We interrupt this irregularly scheduled blog posting (it's been a while since I've posted, hasn't it?) to let you know that there is some good news coming on the injury front, but really to tell the world of the ass whoopin' I received this past weekend!
First a little background. I'm doing the San Diego Sierra Club Wilderness Basics Course, and there are 4 camping weekends. This past weekend was the third: Desert and Mountain Backpacking. The prior one in J-Tree gets its own mention (we got snowed on), but since the shellacking is so fresh in me, I am inspired to write.
After hearing lots of tales and urban lore of this guy Steve and his crazy ass hikes, we thought we'd see what all the fuss is about. Steve is a 10 year old in a 40-something year old body, and is crazy, hilarious and a little "cuckoo". This says a lot. Trust me.
The hike was advertised as a 7 mile hike up to Villager Peak (5750 ft), but all of that elevation gain would be in "about 5 or 6 miles" after scramble across the desert floor. After doing the math, that's an average 16-18% grade for a long time. Most of you fit athletes reading that are probably barely raising an eye at grades like that that you eat for breakfast. The challenge however lies in things like couple pound, higher-than-ankle hiking boots, and about 40 lbs of backpacking gear resting on your hips & back. For the endurance-athlete-learning-mountaineering, it's an adjustment (but much welcomed)! Additionally, it was a game time decision early Saturday morning (4:30am) since I left work early on Friday due to illness and was unsure if I could be "up" to the challenge.
Note: All pictures don't even come close to doing the justice.
The main ridge line (not including the summit), as seen from Borrego Springs:
... and from the base:
While there is no path in this Google Earth image, if you follow the little green icons from my car, to the one in the top left (the peak), that's pretty much the path we took:
One funny moment from the hike, I overheard this one woman say "... it takes them about 9 days to finish the thing, and they usually sleep about 2 hours a night...". I immediately jumped in and said "Oh, you must be talking about those crazy solo guys doing the Race Across America." Of course she was! She was reading a book about RAAM, and that led to a pretty fun conversation about strategy, pacing, not sleeping, and how doing RAAM on a team any less than 8 is psychotic! :)
By the time we stopped for lunch, I knew I was in trouble. It was 80 degrees in the desert, I wasn't thirsty, I wasn't really hungry, and I had cold sweats. I got kinda quiet, brooded and just kinda slipped into my own little pain cave. Right after lunch, we tackled this gnarly climb, and were greeted with some serious drops off to the left. This was right around the time the wind went from a nice, gentle cooling breeze to 20mph gusts. Perfect timing.

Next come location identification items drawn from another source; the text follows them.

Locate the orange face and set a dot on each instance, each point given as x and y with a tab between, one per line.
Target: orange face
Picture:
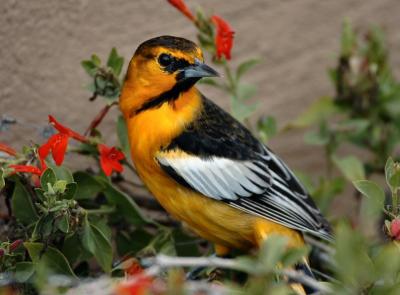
163	66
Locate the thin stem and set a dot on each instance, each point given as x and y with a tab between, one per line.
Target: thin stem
163	261
106	210
395	201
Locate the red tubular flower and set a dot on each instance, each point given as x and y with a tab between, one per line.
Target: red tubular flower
224	37
58	143
27	169
181	6
65	130
110	159
395	229
9	150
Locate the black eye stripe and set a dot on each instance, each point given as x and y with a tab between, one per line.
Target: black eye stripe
173	64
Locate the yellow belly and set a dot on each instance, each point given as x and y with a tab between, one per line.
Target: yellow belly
211	219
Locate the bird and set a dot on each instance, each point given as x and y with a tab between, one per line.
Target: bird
201	164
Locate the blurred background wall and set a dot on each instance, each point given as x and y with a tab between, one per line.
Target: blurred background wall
43	42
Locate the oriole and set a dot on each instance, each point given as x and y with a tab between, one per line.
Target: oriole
203	166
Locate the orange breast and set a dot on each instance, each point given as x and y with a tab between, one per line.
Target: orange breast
153	129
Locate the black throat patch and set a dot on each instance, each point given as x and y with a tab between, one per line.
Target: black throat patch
168	96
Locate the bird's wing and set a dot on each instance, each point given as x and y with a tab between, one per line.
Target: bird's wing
222	160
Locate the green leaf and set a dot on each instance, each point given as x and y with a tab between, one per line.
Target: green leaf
48	176
353	265
272	251
351	167
115	62
132	242
60	186
88	186
122	133
90	67
245	66
371	190
74	250
96	243
348	39
267	128
62	172
125	204
63	223
23	271
22	206
43	227
51	257
70	191
316	112
96	60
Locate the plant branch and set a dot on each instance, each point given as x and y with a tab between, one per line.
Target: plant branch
162	261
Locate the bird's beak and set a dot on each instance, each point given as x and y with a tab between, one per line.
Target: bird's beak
199	70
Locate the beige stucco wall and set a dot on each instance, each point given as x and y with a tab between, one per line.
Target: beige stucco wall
43	41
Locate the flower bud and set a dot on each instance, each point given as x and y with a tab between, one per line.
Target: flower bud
14	245
395	229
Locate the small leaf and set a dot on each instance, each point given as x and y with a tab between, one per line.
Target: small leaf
88	186
63	224
392	173
351	167
96	60
371	190
23	271
246	66
22	206
122	133
246	91
89	67
48	176
60	186
96	243
272	251
115	62
70	191
51	257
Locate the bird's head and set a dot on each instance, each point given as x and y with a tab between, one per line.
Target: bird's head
165	67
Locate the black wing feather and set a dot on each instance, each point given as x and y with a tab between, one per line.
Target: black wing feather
215	133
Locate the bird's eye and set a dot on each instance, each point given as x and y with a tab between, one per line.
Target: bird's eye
165	59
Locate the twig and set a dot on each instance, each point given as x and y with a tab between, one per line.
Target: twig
99	118
163	261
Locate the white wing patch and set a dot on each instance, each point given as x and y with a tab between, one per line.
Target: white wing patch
221	178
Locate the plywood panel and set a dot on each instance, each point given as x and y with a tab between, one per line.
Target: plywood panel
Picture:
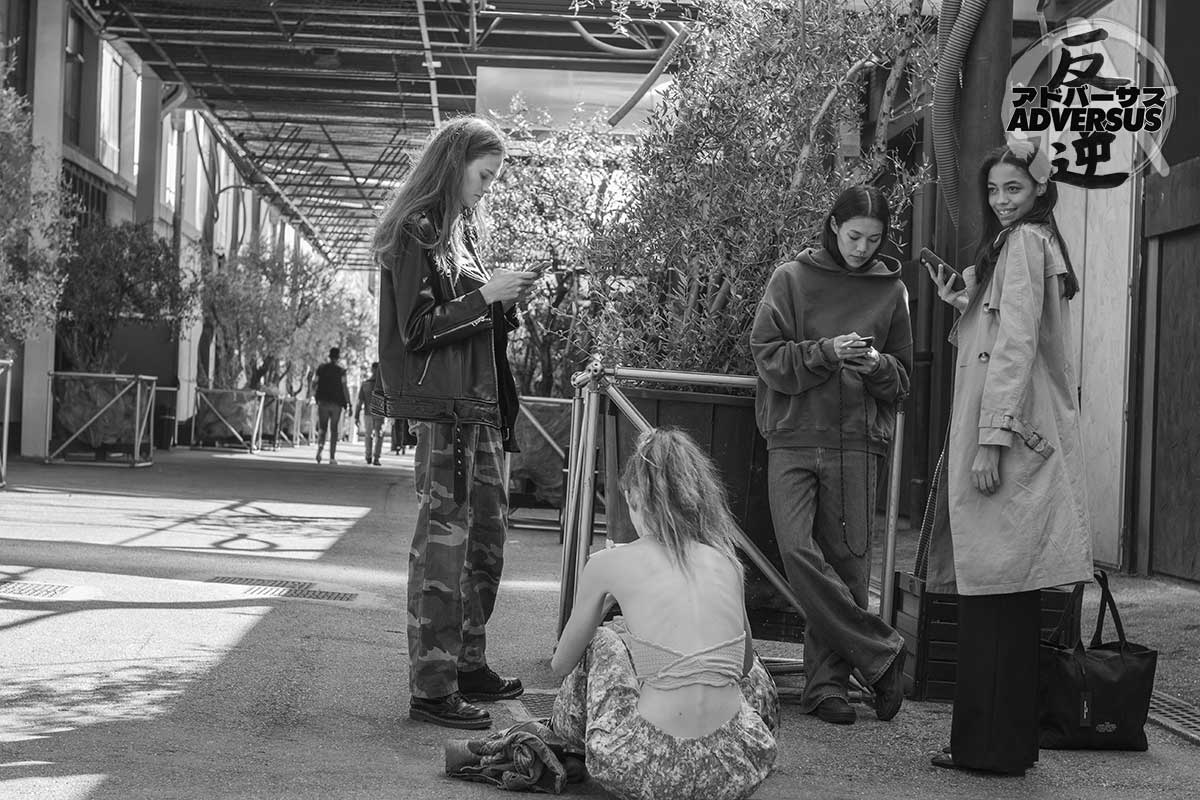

The terrain just kept on going up and up, and it is such where you can't actually see the peak until you are about 45 minutes away (mind you, 45 minutes looks like a stones throw, so its deceptive and teasing). We finally got to camp, and with a group of 18, I immediately scoured the area for a good camp spot that was sheltered from the wind. It also happened to provide some sweet views of rabbit peak as well, along with snow covered El Toro, San Jacinto, and San Gorgornio in the distance. Most importantly, we were away from the group and potential snore-ers (there's always one, right)?
Night fell, and I finally got to use some of my new GoLite gear. I picked up some new jackets recently with Toby's recommendations, and a great sale over at the clymb. We had some food, and I was starting to feel alright, and of course people had "stories" to share around the campfire. The night was perfect. Surprisingly warm (upper 40's), and the sky was hosting a shooting star show that nearly everyone got to see. It also was great to chat with people and hear about their adventures while not huffing and puffing.
The next morning, the group went on and did the 5 hour hike to Rabbit peak and back, but feeling like crap, I opted out of the hike and we decided to take off down the mountain.
Our cars are somewhere down there:
6 hours of quad pounding descent, and a few pics later...
We shall call this next one: "Don't Slip"
we made it back to the car and pointed it west. As of Tuesday morning, there is some serious DOMS in the legs. Already looking forward to the next trip!
Notes and Lessons learned:
Mummy (sleeping) bag: I don't think I'm a fan - legs feel too restricted.
On hikes like these: Ultra-lite gear is the way to go, and trekking polls would have been really nice.
Cherish the friends who can let you borrow cool stuff like little portable stoves & dishes.
2 gallons of water (the recommended minimum) was barely enough.
Although I am sure there are plenty of similarly challenging hikes, if anyone is training for a hilly event and wants to do a long, hard ass day hike (without the sleep over), do this hike, but be careful, as the trail can disappear at times!
I brought an uncharged Garmin. The lesson learned is obvious!